Wales were playing in Paris in 1997 and France scrum-half Carbonneau hit me so I reacted, caught him and knocked him out, I was lucky to get away with it but I guess that’s the advantage of being a 10st fly-half, no one thought it could be me.
The funny thing was that a few years later I went over to France to play for Pau and he was our skipper and my half-back partner.
They had a bit of a joke at our expense by putting us together as training partners. Thankfully he was a great bloke, as well as a top player, and we were able to laugh about it.
By then I’d stopped playing for Wales and looking back I realise I just wasn’t prepared at all for being in that No.10 jersey.
I was a little naive and just didn’t realise what a big deal it was. It didn’t help having someone like Neil Jenkins behind me if I missed a kick.
We weren’t a great team at the time, so those small margins often made a massive difference and the pressure was huge.
I’d like to think I gave it everything but a tiny fly-half probably wasn’t best suited to that Welsh team. We didn’t have a great pack.
It changed a little bit in 1997 when we got a few of the Rugby League boys back in and we had a pretty decent team that year.
At Murrayfield we played really well and it was probably one of my best games, I scored a try and we won 34-19.
I really thought that year we could have won the Five Nations but it didn’t work out. We lost in Paris when we could have won. I didn’t play the England game.
I kept at it but I really wasn’t ready for everything that came with it and then when Graham Henry came in things changed. I got a couple of chances but he had his plan and I didn’t really feature in what he wanted. It’s still a bitter pill when someone like Shane Howarth was brought in and he wasn’t even Welsh.
My last game was against South Africa. A week earlier I’d had a great game for Swansea in the Heineken Cup against Stade Francais. I’d knocked over three drop goals and it went really well, so the next week Graham sent me on, telling me to win us the game.
I missed all three drop goal attempts, not by much but I missed. That was my chance and I didn’t take it.
I look at someone like Shane Williams, who was in a similar position, but then when he got another opportunity he took it.
After that I kept playing for Swansea but when the regions arrived I found myself out in the cold.

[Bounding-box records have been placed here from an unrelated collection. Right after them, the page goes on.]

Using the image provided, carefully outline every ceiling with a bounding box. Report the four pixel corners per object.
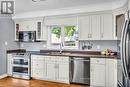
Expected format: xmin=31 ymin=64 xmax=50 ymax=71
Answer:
xmin=15 ymin=0 xmax=119 ymax=13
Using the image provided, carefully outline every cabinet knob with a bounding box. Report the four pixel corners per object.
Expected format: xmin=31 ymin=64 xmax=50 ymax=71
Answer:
xmin=101 ymin=33 xmax=104 ymax=38
xmin=88 ymin=34 xmax=90 ymax=38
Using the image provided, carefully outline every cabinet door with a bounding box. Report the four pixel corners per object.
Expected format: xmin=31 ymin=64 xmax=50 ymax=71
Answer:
xmin=36 ymin=20 xmax=44 ymax=41
xmin=90 ymin=64 xmax=105 ymax=87
xmin=89 ymin=15 xmax=101 ymax=40
xmin=7 ymin=54 xmax=13 ymax=76
xmin=106 ymin=59 xmax=117 ymax=87
xmin=79 ymin=16 xmax=90 ymax=40
xmin=58 ymin=62 xmax=69 ymax=83
xmin=101 ymin=14 xmax=114 ymax=40
xmin=19 ymin=20 xmax=37 ymax=31
xmin=31 ymin=55 xmax=46 ymax=78
xmin=46 ymin=61 xmax=56 ymax=81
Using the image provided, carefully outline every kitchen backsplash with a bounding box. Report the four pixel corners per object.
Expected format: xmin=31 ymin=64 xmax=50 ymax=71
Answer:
xmin=20 ymin=42 xmax=46 ymax=51
xmin=79 ymin=40 xmax=118 ymax=51
xmin=20 ymin=40 xmax=118 ymax=51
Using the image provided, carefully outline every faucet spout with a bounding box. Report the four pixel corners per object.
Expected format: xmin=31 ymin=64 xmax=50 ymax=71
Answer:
xmin=60 ymin=42 xmax=63 ymax=54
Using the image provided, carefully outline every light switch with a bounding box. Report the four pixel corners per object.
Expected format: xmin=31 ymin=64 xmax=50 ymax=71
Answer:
xmin=5 ymin=41 xmax=8 ymax=46
xmin=97 ymin=45 xmax=101 ymax=50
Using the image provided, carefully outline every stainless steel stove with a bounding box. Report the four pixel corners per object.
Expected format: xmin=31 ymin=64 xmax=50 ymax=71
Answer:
xmin=12 ymin=53 xmax=31 ymax=79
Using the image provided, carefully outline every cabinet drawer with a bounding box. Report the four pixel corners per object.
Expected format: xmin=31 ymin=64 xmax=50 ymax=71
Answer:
xmin=57 ymin=56 xmax=69 ymax=62
xmin=32 ymin=61 xmax=44 ymax=68
xmin=91 ymin=58 xmax=105 ymax=64
xmin=32 ymin=69 xmax=43 ymax=78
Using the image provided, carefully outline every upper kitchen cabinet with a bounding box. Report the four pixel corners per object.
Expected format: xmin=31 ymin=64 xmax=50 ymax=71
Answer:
xmin=78 ymin=13 xmax=114 ymax=40
xmin=15 ymin=18 xmax=46 ymax=41
xmin=90 ymin=15 xmax=100 ymax=40
xmin=100 ymin=14 xmax=114 ymax=40
xmin=78 ymin=16 xmax=90 ymax=40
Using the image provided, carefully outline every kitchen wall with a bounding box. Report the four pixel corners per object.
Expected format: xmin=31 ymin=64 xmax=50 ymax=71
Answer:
xmin=20 ymin=42 xmax=46 ymax=51
xmin=0 ymin=16 xmax=19 ymax=75
xmin=79 ymin=40 xmax=118 ymax=51
xmin=20 ymin=40 xmax=117 ymax=51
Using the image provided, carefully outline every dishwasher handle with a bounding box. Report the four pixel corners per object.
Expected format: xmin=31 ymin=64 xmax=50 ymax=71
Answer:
xmin=70 ymin=59 xmax=90 ymax=62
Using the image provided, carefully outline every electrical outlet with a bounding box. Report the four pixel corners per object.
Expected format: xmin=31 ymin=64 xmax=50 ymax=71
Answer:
xmin=5 ymin=41 xmax=8 ymax=46
xmin=97 ymin=45 xmax=101 ymax=50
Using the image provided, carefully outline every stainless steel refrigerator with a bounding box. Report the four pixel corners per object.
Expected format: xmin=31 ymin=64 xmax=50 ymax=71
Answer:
xmin=117 ymin=13 xmax=130 ymax=87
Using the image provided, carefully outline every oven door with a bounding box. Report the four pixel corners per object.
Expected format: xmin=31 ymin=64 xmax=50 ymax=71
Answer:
xmin=13 ymin=58 xmax=29 ymax=65
xmin=13 ymin=66 xmax=29 ymax=75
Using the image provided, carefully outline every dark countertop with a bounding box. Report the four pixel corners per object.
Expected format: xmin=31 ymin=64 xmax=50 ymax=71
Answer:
xmin=6 ymin=49 xmax=26 ymax=53
xmin=7 ymin=49 xmax=118 ymax=59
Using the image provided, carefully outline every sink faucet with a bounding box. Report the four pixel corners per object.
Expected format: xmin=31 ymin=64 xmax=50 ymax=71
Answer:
xmin=60 ymin=42 xmax=63 ymax=54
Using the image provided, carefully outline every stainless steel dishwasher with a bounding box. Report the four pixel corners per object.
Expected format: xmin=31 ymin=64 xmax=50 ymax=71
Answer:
xmin=70 ymin=57 xmax=90 ymax=85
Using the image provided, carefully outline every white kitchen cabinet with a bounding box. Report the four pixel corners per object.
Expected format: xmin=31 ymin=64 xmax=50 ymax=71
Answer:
xmin=90 ymin=58 xmax=117 ymax=87
xmin=90 ymin=15 xmax=101 ymax=40
xmin=31 ymin=55 xmax=46 ymax=78
xmin=100 ymin=14 xmax=114 ymax=40
xmin=19 ymin=20 xmax=37 ymax=31
xmin=79 ymin=15 xmax=100 ymax=40
xmin=15 ymin=18 xmax=47 ymax=41
xmin=58 ymin=59 xmax=69 ymax=83
xmin=106 ymin=59 xmax=117 ymax=87
xmin=78 ymin=13 xmax=114 ymax=40
xmin=7 ymin=54 xmax=13 ymax=76
xmin=90 ymin=58 xmax=106 ymax=87
xmin=78 ymin=16 xmax=90 ymax=40
xmin=31 ymin=55 xmax=69 ymax=83
xmin=46 ymin=60 xmax=57 ymax=81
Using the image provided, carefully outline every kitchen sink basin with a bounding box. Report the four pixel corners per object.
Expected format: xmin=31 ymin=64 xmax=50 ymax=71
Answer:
xmin=50 ymin=52 xmax=71 ymax=55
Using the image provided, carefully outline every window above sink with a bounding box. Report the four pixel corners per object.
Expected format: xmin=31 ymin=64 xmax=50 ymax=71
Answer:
xmin=48 ymin=25 xmax=79 ymax=49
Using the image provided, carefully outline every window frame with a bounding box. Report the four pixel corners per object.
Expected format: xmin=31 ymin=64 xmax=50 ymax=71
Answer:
xmin=48 ymin=25 xmax=79 ymax=49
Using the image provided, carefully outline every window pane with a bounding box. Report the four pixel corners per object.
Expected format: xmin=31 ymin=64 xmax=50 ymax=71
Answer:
xmin=51 ymin=27 xmax=61 ymax=44
xmin=64 ymin=26 xmax=78 ymax=46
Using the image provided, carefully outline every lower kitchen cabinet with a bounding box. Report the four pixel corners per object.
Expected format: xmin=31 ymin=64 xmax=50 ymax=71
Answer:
xmin=58 ymin=62 xmax=69 ymax=83
xmin=90 ymin=58 xmax=117 ymax=87
xmin=7 ymin=54 xmax=13 ymax=76
xmin=90 ymin=58 xmax=105 ymax=87
xmin=46 ymin=61 xmax=57 ymax=81
xmin=31 ymin=55 xmax=69 ymax=84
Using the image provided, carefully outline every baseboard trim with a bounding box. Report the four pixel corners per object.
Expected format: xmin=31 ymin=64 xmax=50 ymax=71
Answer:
xmin=0 ymin=74 xmax=8 ymax=79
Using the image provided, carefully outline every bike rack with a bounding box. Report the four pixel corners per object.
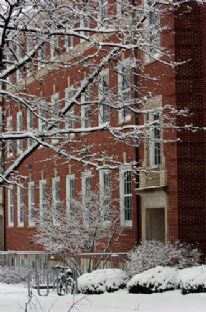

I’d been very involved in everything to do with going from clubs to regions so it was a bit of a shock when I got a call to say that I needed to check because my name wasn’t on the list.
It was something about budgets but I found myself without a club and that’s when I went to France.
I loved it there but we only ended up staying a year because my wife missed home and then I played at places like Harlequins and the Scarlets.
I finished up at Neath where I’d played a bit as a youngster, and loved it in the Welsh Premiership.
I’m involved with some ‘legends’ games and will be in Australia for the Lions but I work away from rugby.